La connaissance est pourtant là.
En 2022, un rapport financé par le plan Ecophyto (lui-même) permet d’identifier les conséquences de l'utilisation des pesticides sur la biodiversité.
Pendant deux ans, 46 experts issus de 19 organismes de recherche, dont l’Inrae et l’Institut français de recherche pour l'exploitation de la mer (Ifremer), ont synthétisé les connaissances scientifiques sur le sujet.
Pollution chimique, altération des comportements et de la fertilité ; la guerre contre la nature n’a jamais été autant d’actualité. Cause majeure du déclin des invertébrés terrestres dans les zones agricoles, les pesticides affectent tous les milieux, des sols aux cours d’eau, en passant par les mers et océans.
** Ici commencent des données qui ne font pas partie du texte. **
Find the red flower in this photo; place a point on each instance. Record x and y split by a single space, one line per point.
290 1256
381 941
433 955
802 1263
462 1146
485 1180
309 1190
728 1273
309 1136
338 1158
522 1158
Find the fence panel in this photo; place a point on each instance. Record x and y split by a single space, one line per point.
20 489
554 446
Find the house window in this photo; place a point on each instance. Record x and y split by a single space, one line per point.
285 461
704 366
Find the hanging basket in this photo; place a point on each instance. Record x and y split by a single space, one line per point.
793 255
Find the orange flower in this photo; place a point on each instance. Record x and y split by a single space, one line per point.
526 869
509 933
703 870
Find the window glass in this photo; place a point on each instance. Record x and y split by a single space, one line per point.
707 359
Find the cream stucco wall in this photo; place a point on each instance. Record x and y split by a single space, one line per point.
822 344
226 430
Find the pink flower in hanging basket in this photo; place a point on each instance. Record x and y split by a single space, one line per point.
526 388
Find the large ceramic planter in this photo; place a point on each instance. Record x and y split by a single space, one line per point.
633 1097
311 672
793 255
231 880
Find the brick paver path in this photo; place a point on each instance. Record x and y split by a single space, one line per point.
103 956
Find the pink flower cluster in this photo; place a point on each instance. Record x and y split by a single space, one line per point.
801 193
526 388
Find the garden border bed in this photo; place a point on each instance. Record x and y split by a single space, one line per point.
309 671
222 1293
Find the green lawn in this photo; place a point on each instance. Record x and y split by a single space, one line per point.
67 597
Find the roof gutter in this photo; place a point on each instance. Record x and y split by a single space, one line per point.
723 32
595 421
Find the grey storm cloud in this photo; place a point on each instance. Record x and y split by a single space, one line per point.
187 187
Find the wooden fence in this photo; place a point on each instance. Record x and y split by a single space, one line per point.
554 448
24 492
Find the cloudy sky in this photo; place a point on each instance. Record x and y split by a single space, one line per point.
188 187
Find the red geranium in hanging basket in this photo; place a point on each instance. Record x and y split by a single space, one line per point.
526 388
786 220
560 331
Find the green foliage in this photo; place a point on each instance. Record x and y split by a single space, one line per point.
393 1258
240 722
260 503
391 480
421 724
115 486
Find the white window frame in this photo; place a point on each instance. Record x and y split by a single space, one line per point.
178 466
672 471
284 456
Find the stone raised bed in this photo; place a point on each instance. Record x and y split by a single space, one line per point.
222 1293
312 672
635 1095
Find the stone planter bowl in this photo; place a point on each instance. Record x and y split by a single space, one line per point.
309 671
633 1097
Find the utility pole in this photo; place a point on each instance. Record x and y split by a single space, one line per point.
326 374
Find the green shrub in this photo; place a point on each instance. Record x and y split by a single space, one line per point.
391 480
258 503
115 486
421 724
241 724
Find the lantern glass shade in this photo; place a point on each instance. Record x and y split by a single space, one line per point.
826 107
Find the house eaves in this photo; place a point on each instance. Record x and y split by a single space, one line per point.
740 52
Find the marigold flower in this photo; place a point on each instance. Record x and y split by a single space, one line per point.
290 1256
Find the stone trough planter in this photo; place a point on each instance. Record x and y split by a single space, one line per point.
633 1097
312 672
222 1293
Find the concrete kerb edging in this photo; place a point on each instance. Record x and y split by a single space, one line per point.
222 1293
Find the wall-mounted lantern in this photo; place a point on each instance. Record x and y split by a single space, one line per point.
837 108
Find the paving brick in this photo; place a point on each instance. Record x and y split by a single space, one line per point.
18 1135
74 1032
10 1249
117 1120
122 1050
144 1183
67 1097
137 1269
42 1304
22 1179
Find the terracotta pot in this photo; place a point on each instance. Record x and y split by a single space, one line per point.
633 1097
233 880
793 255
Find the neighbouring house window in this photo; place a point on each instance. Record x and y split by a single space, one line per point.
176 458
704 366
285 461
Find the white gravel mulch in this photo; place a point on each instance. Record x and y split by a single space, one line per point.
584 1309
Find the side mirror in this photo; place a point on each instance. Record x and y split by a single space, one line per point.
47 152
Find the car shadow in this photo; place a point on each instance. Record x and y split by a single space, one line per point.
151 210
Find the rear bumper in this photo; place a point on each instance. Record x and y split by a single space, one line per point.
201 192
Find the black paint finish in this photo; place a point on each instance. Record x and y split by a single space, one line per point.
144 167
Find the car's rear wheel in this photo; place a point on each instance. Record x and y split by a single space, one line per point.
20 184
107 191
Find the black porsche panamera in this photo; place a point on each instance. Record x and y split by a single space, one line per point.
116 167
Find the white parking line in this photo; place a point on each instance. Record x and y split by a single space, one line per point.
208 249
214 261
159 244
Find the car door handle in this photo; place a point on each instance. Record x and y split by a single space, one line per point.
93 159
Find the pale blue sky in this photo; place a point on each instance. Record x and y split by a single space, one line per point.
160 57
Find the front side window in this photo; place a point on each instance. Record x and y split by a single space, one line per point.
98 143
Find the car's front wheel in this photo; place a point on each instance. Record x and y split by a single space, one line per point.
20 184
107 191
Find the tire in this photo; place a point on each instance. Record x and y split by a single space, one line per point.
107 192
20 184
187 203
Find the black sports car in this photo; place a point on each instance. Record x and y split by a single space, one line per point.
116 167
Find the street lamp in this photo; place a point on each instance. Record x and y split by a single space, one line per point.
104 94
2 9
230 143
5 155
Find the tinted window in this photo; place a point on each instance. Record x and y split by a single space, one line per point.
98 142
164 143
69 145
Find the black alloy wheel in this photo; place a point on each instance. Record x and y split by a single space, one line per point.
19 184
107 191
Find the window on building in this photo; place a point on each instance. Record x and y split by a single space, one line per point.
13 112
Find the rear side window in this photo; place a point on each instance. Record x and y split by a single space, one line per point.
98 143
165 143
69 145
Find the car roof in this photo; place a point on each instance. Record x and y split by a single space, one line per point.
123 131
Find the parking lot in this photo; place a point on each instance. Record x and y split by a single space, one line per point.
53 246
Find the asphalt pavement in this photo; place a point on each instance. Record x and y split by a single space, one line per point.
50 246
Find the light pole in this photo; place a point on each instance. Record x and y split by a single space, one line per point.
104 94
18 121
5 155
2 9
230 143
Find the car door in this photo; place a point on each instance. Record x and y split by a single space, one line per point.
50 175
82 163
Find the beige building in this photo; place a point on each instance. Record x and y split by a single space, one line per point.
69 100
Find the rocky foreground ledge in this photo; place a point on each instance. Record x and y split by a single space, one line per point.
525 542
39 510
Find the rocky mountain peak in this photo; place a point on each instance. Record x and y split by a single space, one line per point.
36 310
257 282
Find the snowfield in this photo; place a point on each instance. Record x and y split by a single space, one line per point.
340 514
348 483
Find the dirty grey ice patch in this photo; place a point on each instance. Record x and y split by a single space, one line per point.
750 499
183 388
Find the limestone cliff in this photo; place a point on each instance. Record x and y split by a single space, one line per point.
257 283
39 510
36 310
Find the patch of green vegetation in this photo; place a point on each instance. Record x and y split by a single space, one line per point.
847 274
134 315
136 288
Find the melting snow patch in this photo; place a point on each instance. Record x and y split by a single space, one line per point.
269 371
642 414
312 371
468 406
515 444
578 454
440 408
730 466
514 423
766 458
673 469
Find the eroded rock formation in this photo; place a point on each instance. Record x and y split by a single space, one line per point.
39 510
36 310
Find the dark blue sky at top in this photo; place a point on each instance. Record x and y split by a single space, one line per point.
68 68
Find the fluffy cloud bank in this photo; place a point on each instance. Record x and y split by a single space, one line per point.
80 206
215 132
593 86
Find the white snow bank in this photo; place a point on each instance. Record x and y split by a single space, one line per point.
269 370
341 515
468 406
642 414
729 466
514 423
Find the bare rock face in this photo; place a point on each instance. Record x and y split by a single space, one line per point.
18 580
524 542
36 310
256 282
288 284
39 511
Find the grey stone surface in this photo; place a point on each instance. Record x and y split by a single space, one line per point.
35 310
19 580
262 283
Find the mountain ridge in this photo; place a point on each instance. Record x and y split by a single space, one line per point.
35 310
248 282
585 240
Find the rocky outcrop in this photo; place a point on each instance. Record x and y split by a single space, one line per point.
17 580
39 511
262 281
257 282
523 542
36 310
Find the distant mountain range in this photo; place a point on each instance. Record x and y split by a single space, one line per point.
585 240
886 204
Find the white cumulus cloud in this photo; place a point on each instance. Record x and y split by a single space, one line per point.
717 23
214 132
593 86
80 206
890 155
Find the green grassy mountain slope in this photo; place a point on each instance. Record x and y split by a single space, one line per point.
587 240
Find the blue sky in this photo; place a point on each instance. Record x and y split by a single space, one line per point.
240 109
Un tableau noir, proche de celui dépeint par Rachel Carson en son temps, que La Corneille remet aujourd’hui en avant.
Prenons le temps de nous rendre compte des liens tissés minutieusement entre agriculture et vivant. Ne blâmons pas l’ensemble des agriculteurs, mais plutôt les lobbies de l’agro-industrie et nos politiques complices de cette course en avant. Enfin, appuyons-nous sur le consensus scientifique pour sortir de cette spirale mortifère.
Puisse cette riposte, nous éviter de vivre des printemps silencieux.